Ohne Arme, ohne Beine. Und der Sohn von der Frau T. ist clever heute, der leitet eine Firma. Der hat keine Beine und die Ärmchen nur Stumpen. Und der mit dem Rumpf der geht die Treppe runter, der hopst so. Und der ist auch so clever. Oder von der Frau Dr. W. die Tochter ist Rechtsanwältin und immer so super drauf. Wenn die zu uns ins Cafe kam und ich hab die bedient, die war so gut drauf, machte sich ne Zigarette an mit ihrem Stumpen. Mit den Füßen. "Nee", sagte sie, "bloß nicht helfen. Ich muss das ja allein. Zuhause in meiner Wohnung muss ich das ja auch alleine machen."
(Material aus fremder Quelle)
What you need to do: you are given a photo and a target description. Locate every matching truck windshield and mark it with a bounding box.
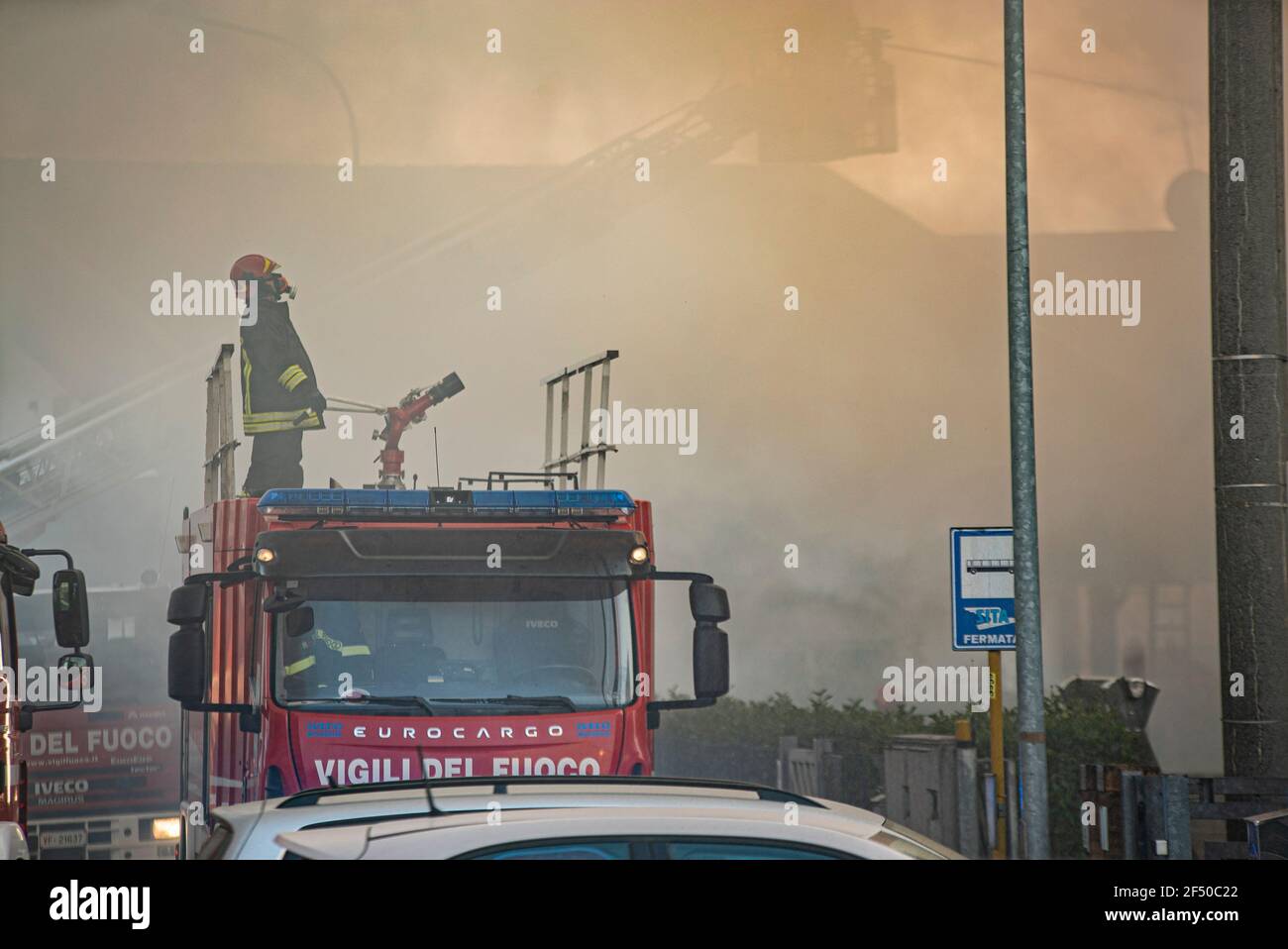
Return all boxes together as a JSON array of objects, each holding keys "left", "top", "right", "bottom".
[{"left": 274, "top": 577, "right": 634, "bottom": 713}]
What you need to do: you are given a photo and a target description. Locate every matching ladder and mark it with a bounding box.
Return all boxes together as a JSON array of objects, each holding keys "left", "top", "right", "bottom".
[
  {"left": 203, "top": 343, "right": 241, "bottom": 507},
  {"left": 541, "top": 349, "right": 618, "bottom": 488}
]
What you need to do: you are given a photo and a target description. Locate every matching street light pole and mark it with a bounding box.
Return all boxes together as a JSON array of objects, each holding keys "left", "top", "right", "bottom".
[{"left": 1004, "top": 0, "right": 1051, "bottom": 860}]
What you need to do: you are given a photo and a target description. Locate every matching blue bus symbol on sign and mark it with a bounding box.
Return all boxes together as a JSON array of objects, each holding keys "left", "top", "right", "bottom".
[{"left": 948, "top": 527, "right": 1015, "bottom": 650}]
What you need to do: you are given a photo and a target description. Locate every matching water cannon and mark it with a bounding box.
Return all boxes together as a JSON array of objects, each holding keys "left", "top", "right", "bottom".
[
  {"left": 311, "top": 372, "right": 465, "bottom": 490},
  {"left": 371, "top": 372, "right": 465, "bottom": 489}
]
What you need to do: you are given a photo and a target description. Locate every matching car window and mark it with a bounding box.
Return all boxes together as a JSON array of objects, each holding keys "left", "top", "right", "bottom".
[
  {"left": 464, "top": 841, "right": 631, "bottom": 860},
  {"left": 666, "top": 840, "right": 849, "bottom": 860}
]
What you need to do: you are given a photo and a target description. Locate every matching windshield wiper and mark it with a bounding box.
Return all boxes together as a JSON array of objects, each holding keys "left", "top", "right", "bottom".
[
  {"left": 292, "top": 695, "right": 435, "bottom": 714},
  {"left": 432, "top": 695, "right": 581, "bottom": 712},
  {"left": 497, "top": 695, "right": 577, "bottom": 712}
]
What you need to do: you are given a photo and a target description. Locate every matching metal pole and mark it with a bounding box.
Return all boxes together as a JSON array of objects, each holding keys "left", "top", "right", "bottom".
[
  {"left": 1005, "top": 759, "right": 1020, "bottom": 860},
  {"left": 1004, "top": 0, "right": 1051, "bottom": 860},
  {"left": 1208, "top": 0, "right": 1288, "bottom": 783},
  {"left": 988, "top": 649, "right": 1006, "bottom": 860}
]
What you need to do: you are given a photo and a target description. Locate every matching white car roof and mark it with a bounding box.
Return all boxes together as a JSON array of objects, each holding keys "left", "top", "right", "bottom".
[
  {"left": 214, "top": 778, "right": 950, "bottom": 859},
  {"left": 275, "top": 801, "right": 937, "bottom": 860}
]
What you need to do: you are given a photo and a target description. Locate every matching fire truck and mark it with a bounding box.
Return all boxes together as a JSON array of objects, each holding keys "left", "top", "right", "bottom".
[
  {"left": 167, "top": 351, "right": 729, "bottom": 855},
  {"left": 0, "top": 524, "right": 94, "bottom": 859},
  {"left": 16, "top": 583, "right": 179, "bottom": 860}
]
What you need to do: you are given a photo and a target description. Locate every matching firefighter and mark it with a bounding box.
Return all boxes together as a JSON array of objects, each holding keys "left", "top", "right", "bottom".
[
  {"left": 282, "top": 600, "right": 375, "bottom": 700},
  {"left": 229, "top": 254, "right": 326, "bottom": 495}
]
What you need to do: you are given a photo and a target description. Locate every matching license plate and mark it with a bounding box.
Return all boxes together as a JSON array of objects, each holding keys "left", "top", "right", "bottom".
[{"left": 40, "top": 829, "right": 89, "bottom": 850}]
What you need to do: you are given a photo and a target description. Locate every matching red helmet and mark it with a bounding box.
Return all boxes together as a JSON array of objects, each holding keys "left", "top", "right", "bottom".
[{"left": 228, "top": 254, "right": 295, "bottom": 300}]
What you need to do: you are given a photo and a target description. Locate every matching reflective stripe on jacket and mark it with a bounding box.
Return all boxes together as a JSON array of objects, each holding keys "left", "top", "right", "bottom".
[{"left": 241, "top": 300, "right": 325, "bottom": 435}]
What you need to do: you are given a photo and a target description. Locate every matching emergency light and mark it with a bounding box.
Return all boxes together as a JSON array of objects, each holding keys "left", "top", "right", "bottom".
[{"left": 258, "top": 488, "right": 635, "bottom": 520}]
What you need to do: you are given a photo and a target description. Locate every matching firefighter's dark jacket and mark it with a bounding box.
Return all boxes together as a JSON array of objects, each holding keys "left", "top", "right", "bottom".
[{"left": 241, "top": 300, "right": 323, "bottom": 435}]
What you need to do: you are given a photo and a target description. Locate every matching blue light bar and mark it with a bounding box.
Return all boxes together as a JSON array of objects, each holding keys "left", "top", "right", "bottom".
[{"left": 258, "top": 488, "right": 635, "bottom": 520}]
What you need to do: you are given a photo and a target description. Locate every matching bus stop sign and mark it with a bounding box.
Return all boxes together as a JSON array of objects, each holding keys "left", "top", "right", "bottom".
[{"left": 948, "top": 527, "right": 1015, "bottom": 650}]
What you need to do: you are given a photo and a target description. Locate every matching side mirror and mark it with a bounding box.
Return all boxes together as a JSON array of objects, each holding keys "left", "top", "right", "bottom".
[
  {"left": 166, "top": 583, "right": 207, "bottom": 626},
  {"left": 0, "top": 820, "right": 31, "bottom": 860},
  {"left": 690, "top": 582, "right": 729, "bottom": 624},
  {"left": 53, "top": 570, "right": 89, "bottom": 649},
  {"left": 286, "top": 606, "right": 313, "bottom": 639},
  {"left": 166, "top": 625, "right": 206, "bottom": 707},
  {"left": 693, "top": 623, "right": 729, "bottom": 699}
]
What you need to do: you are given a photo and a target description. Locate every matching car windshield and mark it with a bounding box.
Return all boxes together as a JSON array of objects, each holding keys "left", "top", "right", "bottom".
[{"left": 274, "top": 577, "right": 634, "bottom": 713}]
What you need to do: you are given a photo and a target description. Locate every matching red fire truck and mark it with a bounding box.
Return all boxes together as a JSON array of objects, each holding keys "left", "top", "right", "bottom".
[
  {"left": 168, "top": 488, "right": 729, "bottom": 849},
  {"left": 168, "top": 353, "right": 729, "bottom": 855},
  {"left": 16, "top": 583, "right": 179, "bottom": 860},
  {"left": 0, "top": 524, "right": 93, "bottom": 858}
]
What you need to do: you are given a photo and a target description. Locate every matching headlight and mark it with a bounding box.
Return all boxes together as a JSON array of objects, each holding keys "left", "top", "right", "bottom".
[{"left": 152, "top": 817, "right": 183, "bottom": 841}]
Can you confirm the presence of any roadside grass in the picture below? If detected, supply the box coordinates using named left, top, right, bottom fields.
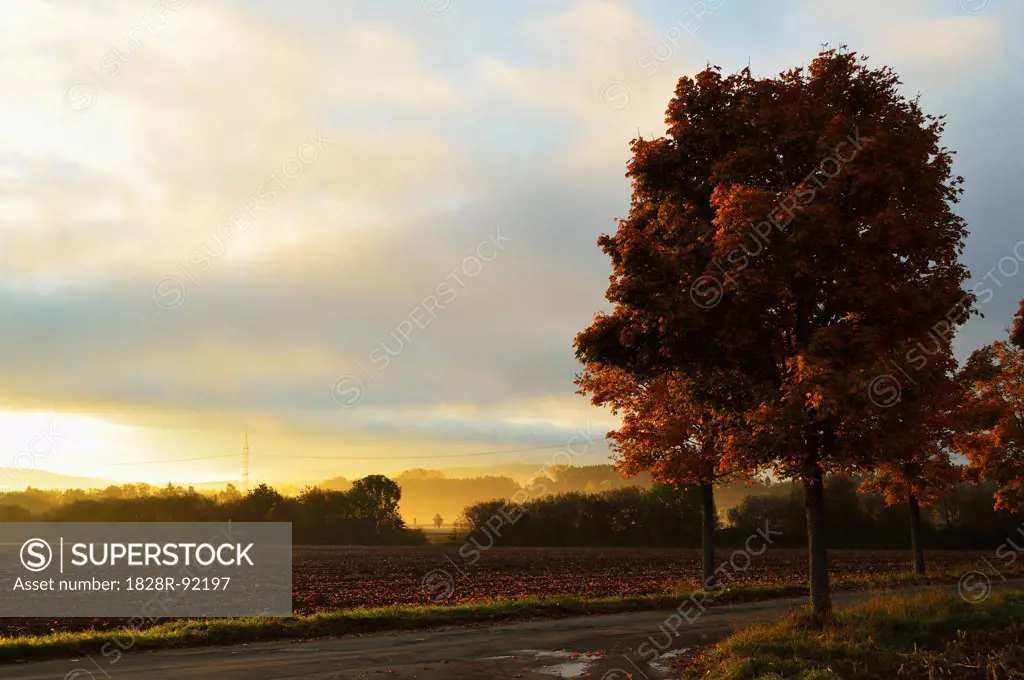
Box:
left=685, top=591, right=1024, bottom=680
left=0, top=573, right=1015, bottom=663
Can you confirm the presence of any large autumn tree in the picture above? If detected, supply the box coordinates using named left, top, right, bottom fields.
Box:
left=577, top=49, right=972, bottom=620
left=957, top=300, right=1024, bottom=510
left=577, top=364, right=745, bottom=590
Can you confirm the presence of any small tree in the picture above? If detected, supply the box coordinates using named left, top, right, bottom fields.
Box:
left=577, top=364, right=737, bottom=590
left=348, top=474, right=403, bottom=534
left=957, top=300, right=1024, bottom=510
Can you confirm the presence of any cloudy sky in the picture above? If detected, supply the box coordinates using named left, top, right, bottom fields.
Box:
left=0, top=0, right=1024, bottom=489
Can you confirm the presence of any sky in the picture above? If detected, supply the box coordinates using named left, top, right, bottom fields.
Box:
left=0, top=0, right=1024, bottom=483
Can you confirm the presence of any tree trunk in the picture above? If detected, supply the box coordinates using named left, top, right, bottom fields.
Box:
left=802, top=462, right=831, bottom=625
left=907, top=493, right=925, bottom=576
left=700, top=484, right=719, bottom=590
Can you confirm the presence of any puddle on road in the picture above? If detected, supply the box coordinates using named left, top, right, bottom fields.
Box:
left=647, top=647, right=689, bottom=674
left=487, top=649, right=603, bottom=678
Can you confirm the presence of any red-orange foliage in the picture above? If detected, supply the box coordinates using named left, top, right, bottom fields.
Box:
left=577, top=50, right=973, bottom=614
left=577, top=364, right=742, bottom=487
left=957, top=300, right=1024, bottom=510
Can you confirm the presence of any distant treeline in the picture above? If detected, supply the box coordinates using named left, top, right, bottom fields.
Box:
left=0, top=465, right=655, bottom=526
left=458, top=476, right=1024, bottom=550
left=321, top=465, right=651, bottom=525
left=0, top=475, right=426, bottom=545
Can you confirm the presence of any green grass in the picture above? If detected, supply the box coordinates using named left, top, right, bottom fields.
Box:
left=687, top=591, right=1024, bottom=680
left=0, top=575, right=1007, bottom=663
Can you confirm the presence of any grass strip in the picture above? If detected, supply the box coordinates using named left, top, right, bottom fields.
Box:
left=685, top=590, right=1024, bottom=680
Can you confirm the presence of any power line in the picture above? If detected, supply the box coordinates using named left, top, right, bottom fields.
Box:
left=280, top=437, right=604, bottom=463
left=96, top=456, right=238, bottom=467
left=97, top=437, right=604, bottom=467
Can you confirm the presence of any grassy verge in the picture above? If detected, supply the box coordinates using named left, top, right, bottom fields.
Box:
left=0, top=575, right=1015, bottom=663
left=687, top=591, right=1024, bottom=680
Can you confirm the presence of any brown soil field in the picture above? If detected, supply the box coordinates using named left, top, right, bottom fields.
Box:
left=0, top=545, right=996, bottom=636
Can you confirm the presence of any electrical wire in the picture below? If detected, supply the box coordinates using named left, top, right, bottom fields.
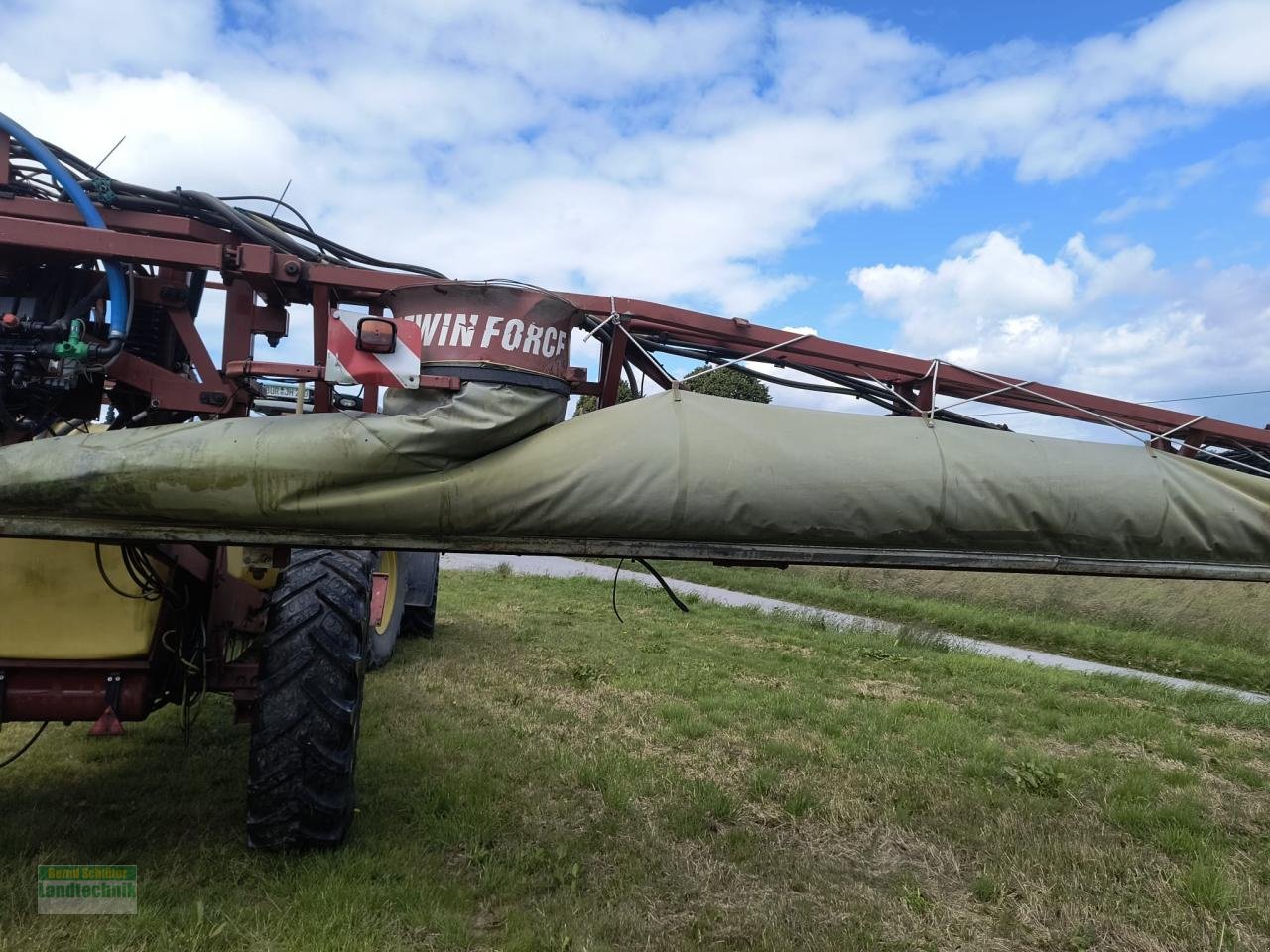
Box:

Frage: "Gab's da eigentlich mal ne Entschädigung?"

Das kann ich nicht sagen. Ich geh davon aus. (Anmerkung: 1970 endet der Contergan Prozess ohne Urteil)

Frage: "Und wie sah die Flasche aus?"

Das war ne helle Flasche mit sonem grünen Zeug. Ich hab den Geschmack noch im Mund. Weil das schmeckte auch gut. So ein bisschen Pfefferminzartig. Da hab ich jeden Abend einen Esslöffel genommen. Ich wusste ja nicht, dass das schädlich ist. Aber ich war eigentlich total ruhig. Auch wenn ich wach wurde, ich konnte wieder einschlafen, was ich vorher alles nicht konnte. Das war schon ein Teufelszeug.